The Goblin King blinked, thinking for a moment that he was being accused of stealing his own crystal, he knew they were rather attached to them.
"King go steal," the goblin insisted.
He frowned, looking into his own crystal. "The infant?"
"Infant!" it yelled, triumphantly.
"Infant!" was the excited response from the others.
The Goblin King scratched his head. "No, I don't think so."
Some of them started jumping up and down, one of them ran to get their favourite book, The Labyrinth, and started waving it about. "King steal!" they insisted noisily. Clearly they had decided he needed to take on the role of their favourite villain since he was so obviously modelled for the part.

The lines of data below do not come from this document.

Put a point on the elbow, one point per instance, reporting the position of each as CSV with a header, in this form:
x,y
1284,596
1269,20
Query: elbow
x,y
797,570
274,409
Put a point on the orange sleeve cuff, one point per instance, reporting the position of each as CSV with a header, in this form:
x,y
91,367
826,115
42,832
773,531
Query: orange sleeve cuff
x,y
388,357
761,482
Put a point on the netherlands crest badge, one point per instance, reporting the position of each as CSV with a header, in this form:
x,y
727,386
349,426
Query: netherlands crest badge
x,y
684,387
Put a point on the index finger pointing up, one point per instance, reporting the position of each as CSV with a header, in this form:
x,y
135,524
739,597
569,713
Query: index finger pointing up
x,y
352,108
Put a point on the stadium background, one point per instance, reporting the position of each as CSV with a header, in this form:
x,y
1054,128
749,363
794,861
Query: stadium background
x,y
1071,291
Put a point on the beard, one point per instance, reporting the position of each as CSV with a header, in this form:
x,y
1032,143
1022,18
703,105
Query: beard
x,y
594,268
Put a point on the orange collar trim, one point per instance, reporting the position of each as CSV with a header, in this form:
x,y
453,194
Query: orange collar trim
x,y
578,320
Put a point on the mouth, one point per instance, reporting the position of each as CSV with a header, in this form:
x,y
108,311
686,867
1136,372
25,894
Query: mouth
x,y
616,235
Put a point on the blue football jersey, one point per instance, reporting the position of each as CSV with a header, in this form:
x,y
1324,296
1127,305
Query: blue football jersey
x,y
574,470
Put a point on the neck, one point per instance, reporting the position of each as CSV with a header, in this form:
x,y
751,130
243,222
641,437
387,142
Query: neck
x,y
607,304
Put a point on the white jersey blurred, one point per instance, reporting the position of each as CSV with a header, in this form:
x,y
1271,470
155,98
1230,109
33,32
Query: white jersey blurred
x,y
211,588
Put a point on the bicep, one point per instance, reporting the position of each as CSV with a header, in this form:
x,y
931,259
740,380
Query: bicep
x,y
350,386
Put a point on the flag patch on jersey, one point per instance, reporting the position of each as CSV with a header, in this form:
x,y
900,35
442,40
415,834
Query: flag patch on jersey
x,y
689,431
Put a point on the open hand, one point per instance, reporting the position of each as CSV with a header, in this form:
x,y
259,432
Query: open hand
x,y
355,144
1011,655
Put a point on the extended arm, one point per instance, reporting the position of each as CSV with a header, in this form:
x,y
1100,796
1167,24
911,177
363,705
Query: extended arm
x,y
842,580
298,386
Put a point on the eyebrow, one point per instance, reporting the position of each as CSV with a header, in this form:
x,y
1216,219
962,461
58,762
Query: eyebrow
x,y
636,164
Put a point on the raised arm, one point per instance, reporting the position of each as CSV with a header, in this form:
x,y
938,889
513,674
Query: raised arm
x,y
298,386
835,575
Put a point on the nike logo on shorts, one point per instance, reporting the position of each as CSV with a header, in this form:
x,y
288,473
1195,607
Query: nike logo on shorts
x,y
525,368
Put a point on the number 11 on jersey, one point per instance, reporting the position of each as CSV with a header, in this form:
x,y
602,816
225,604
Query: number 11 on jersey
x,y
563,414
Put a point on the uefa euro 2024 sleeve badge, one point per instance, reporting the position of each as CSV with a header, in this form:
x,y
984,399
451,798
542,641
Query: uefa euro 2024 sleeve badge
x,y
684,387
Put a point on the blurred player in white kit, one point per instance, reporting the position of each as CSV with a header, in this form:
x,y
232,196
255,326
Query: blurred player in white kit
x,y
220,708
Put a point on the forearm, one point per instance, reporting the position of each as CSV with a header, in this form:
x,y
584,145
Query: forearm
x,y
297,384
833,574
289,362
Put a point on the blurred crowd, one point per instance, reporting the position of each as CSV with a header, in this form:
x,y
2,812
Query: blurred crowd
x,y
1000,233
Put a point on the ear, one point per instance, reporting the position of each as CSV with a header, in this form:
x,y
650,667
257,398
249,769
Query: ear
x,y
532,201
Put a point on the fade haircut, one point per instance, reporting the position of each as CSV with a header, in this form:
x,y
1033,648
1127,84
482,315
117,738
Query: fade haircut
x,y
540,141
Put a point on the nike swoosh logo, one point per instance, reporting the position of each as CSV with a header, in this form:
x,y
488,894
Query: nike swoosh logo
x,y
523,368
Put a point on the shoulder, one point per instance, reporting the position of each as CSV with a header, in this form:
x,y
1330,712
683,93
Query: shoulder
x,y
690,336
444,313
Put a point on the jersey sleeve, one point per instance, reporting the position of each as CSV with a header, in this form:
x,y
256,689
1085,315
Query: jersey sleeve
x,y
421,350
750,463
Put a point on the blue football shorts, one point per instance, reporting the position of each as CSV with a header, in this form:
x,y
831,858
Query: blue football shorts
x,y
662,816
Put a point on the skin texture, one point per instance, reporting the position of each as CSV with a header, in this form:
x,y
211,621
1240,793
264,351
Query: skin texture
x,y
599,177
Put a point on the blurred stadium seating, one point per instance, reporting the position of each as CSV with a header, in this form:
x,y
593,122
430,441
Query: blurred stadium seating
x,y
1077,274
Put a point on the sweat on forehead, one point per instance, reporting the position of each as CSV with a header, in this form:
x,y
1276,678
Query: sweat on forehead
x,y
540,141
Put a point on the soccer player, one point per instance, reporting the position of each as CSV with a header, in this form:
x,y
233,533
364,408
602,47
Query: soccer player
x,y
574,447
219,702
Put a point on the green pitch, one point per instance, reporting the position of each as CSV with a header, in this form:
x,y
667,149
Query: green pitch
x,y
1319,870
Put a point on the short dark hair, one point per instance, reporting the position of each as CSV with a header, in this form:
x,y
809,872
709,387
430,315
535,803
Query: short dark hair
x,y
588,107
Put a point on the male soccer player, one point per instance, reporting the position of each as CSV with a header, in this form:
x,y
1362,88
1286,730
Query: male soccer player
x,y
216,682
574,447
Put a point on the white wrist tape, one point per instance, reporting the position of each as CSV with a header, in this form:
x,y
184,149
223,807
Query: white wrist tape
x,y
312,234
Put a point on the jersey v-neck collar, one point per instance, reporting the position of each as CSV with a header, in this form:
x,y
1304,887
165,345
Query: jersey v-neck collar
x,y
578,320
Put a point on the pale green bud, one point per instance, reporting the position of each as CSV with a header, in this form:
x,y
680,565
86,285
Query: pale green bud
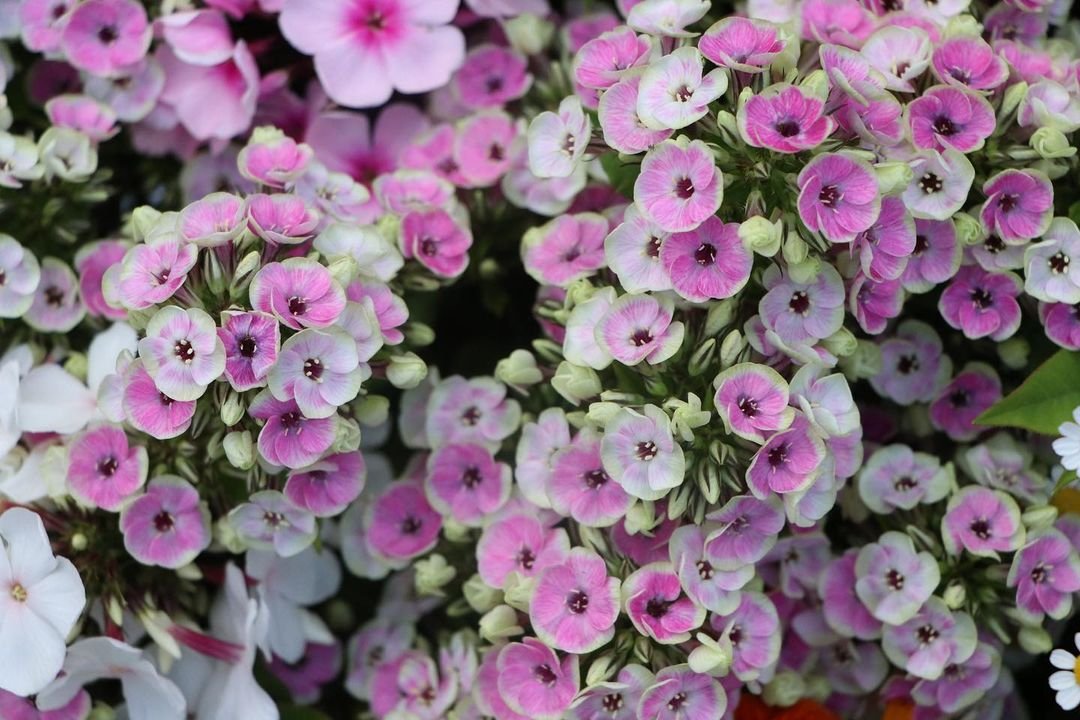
x,y
576,383
432,574
760,235
239,449
406,370
1051,143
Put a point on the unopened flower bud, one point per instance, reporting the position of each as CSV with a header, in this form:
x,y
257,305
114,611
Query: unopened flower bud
x,y
239,449
406,370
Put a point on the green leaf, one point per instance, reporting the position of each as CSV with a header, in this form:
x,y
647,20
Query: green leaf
x,y
1043,402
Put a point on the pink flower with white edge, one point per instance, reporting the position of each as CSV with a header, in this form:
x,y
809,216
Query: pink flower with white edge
x,y
534,681
167,526
784,119
674,92
639,452
104,470
320,369
436,241
656,605
327,487
41,600
407,45
298,291
518,543
982,521
575,603
709,262
181,352
464,481
288,438
565,249
679,186
103,37
753,401
639,327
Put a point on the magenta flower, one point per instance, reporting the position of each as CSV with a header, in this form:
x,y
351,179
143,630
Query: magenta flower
x,y
679,693
103,470
982,303
787,462
706,262
167,526
565,249
957,405
518,543
679,186
401,525
298,291
838,197
466,483
1020,205
982,521
407,45
575,603
579,487
1045,572
657,606
288,438
104,37
752,399
436,241
742,43
327,487
151,411
784,119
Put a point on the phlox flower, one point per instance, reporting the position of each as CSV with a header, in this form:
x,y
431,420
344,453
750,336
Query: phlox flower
x,y
466,483
579,487
534,681
298,291
752,399
268,520
743,43
491,77
639,327
181,352
606,59
104,470
784,119
969,394
931,640
706,262
838,197
639,453
1020,205
982,304
982,521
655,601
679,186
674,93
896,477
167,526
893,580
558,140
288,438
42,598
402,44
518,543
565,249
575,603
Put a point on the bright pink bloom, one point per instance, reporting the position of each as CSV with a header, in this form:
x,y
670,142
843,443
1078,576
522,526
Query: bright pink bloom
x,y
575,603
167,526
395,44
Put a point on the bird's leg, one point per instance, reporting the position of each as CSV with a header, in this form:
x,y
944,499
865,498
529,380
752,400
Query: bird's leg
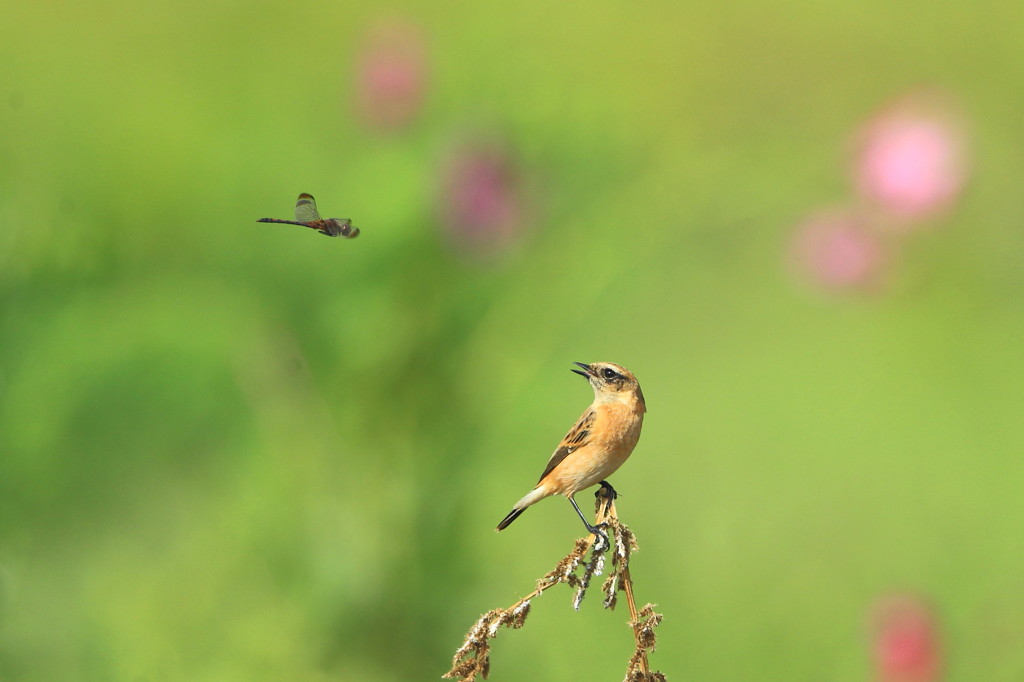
x,y
608,494
596,529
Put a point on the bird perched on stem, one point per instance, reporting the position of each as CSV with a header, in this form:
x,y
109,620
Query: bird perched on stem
x,y
602,438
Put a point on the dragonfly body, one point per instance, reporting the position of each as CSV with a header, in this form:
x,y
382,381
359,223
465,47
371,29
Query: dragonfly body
x,y
307,216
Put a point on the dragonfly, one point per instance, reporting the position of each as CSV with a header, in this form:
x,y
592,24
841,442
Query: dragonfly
x,y
306,215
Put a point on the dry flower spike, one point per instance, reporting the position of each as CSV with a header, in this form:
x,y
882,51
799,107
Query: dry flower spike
x,y
472,659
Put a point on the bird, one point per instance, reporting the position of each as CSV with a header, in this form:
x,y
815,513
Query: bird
x,y
600,441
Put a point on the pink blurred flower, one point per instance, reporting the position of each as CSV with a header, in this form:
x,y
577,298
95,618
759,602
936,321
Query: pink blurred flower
x,y
906,641
482,205
837,250
391,76
910,158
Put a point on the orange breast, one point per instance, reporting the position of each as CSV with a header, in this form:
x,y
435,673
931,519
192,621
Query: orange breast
x,y
613,436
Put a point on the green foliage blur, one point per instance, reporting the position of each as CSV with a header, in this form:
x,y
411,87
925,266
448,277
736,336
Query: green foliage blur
x,y
231,451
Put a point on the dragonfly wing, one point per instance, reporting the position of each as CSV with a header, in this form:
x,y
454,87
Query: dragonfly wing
x,y
305,209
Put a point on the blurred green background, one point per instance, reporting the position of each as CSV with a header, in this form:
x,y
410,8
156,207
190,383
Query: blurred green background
x,y
243,452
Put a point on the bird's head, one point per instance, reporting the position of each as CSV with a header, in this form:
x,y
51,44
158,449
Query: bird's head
x,y
611,382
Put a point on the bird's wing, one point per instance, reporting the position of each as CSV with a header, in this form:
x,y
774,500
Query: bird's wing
x,y
578,436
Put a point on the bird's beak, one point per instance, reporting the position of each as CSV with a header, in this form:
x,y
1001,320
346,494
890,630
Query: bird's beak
x,y
587,372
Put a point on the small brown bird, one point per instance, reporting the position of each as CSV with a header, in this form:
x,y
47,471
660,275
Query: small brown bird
x,y
602,438
307,216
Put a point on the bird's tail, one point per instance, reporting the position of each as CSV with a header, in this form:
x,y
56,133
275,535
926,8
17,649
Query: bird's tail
x,y
536,495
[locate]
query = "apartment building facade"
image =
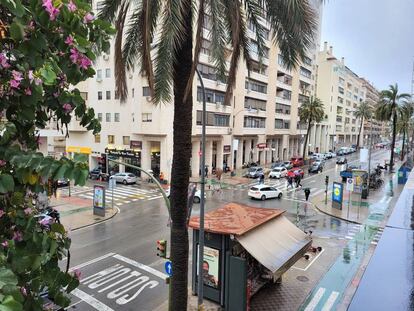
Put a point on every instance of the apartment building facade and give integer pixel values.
(341, 91)
(260, 124)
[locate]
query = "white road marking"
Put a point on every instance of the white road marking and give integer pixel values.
(141, 266)
(330, 302)
(93, 302)
(91, 261)
(315, 300)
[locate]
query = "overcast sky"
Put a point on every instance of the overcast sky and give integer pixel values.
(376, 37)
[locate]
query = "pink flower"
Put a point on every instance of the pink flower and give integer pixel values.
(77, 274)
(18, 76)
(88, 18)
(3, 61)
(53, 12)
(17, 236)
(69, 40)
(14, 84)
(27, 211)
(71, 6)
(67, 107)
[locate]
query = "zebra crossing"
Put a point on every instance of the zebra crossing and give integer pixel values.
(121, 194)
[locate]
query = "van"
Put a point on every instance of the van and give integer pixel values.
(297, 161)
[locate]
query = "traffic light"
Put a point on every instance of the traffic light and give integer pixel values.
(162, 248)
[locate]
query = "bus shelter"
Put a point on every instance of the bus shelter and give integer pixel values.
(245, 247)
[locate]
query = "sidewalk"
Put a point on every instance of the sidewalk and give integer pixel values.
(76, 213)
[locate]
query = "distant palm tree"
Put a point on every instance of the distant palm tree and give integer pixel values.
(311, 111)
(388, 109)
(160, 37)
(363, 112)
(404, 122)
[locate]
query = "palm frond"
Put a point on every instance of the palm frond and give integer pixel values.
(170, 39)
(198, 45)
(294, 24)
(120, 69)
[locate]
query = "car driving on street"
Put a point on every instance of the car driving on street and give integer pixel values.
(263, 192)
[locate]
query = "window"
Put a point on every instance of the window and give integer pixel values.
(212, 96)
(213, 119)
(111, 139)
(147, 117)
(305, 72)
(254, 122)
(126, 140)
(146, 91)
(252, 103)
(257, 86)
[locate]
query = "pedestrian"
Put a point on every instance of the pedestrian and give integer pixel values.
(307, 193)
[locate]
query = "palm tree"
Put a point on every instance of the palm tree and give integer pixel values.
(404, 123)
(388, 109)
(158, 36)
(311, 111)
(363, 111)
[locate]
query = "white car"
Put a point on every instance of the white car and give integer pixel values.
(264, 192)
(197, 195)
(278, 172)
(125, 178)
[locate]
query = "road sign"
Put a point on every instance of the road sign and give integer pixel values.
(350, 184)
(168, 268)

With a flick of his wrist he silenced them magically; there was no stopping them when they got like that. Once the book came out all bets were off. He closed his eyes to escape the accusation in theirs. In the palm of his hand he could still feel the solid presence of the crystal, waiting.
Ignoring his silenced audience he lifted an eyelid just a fraction, peering into it once more, curious. A wish would be made and, when it was not granted, there would be pain and eventually death. He frowned; humans were certainly a brutal race. Rubbing his mouth he looked down at the forcibly well-behaved goblins.
"Do you really think the infant will be better off here?"
One of the goblins opened its mouth, but when no sound came out it started nodding. Soon they were all nodding in unison.
He stood, pacing back and forwards, and glanced into the crystal once more. "Well, you are my subjects," he muttered, looking down into the pleading eyes of hundreds of goblins. Thoughtfully he removed the silencing spell, watching little grins break out on their faces.
"Fine then," he said. "I don't see why not."
It was a sad day when one of the little critters left the book behind on just such an outing, but it was the start of another story entirely for them all.